AMFG, London, UK, has introduced a Holistic Build Analysis tool into its production management software for Additive Manufacturing. The new tool is designed to enable users to instantly estimate the capacity of an AM machine build, and thereby optimise production scheduling, without using nesting.
“Accurately predicting the capacity of your machine builds is a vital part of the production planning process for Additive Manufacturing,” the company stated, “and yet, it’s an aspect of additive production that remains challenging for manufacturers.”
While nesting has been the primary method used by manufacturers to determine build capacity to-date, the company explained that nesting software offers an iterative solution; one which requires users to set time limits or an ideal density capacity before the nesting process is completed. Running nesting software in the background is said to be a very time-consuming process, and can take days or even hours to complete.
According to AMFG, its Holistic Build Analysis tool uses machine learning technology to produce accurate estimations of machine build capacity almost instantly. Using this tool, parts can be assigned to a build and machine learning algorithms will then generate estimates of the build’s fill rate in quick time.

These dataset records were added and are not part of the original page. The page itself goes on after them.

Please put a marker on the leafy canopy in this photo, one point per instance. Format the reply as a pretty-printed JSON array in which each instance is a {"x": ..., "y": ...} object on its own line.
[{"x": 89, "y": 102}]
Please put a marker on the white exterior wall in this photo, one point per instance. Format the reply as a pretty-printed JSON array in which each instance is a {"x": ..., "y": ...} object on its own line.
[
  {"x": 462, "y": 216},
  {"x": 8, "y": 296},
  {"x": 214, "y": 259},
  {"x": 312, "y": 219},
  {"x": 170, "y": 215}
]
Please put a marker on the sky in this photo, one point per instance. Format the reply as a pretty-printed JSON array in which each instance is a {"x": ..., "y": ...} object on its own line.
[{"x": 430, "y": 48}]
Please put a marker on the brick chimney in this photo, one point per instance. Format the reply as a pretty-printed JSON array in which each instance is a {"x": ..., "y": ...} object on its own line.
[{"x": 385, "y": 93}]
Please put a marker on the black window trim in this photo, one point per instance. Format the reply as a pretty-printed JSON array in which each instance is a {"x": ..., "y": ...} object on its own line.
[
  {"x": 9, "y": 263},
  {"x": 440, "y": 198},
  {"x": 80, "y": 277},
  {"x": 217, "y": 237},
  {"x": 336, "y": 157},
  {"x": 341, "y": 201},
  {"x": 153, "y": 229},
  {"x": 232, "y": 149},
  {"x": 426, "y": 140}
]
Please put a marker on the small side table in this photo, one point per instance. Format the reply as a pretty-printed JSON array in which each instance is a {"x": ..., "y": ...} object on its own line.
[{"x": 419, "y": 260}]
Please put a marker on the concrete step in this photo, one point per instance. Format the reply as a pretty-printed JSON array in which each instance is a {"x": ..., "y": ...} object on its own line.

Optimising the production process at the planning stage can enable significant time savings as well as reduced production costs by enabling businesses to allocate the correct resources to a production facility at the right time. According to AMFG, its new tool factors in key variables such deadlines and optimal part arrangement to allow production teams to optimise their production scheduling, make judgements on which parts to manufacture next and pack builds based on a variety of factors.
As this new release represents the first phase of the Holistic Build Analysis tool’s implementation, AMFG stated that it is currently allowing its users to bypass the system’s estimates and manually fill in their own estimates where necessary. The system will use this manually inputted data to improve its estimates on a continuous basis, which the company expects to enable it to become more accurate in future.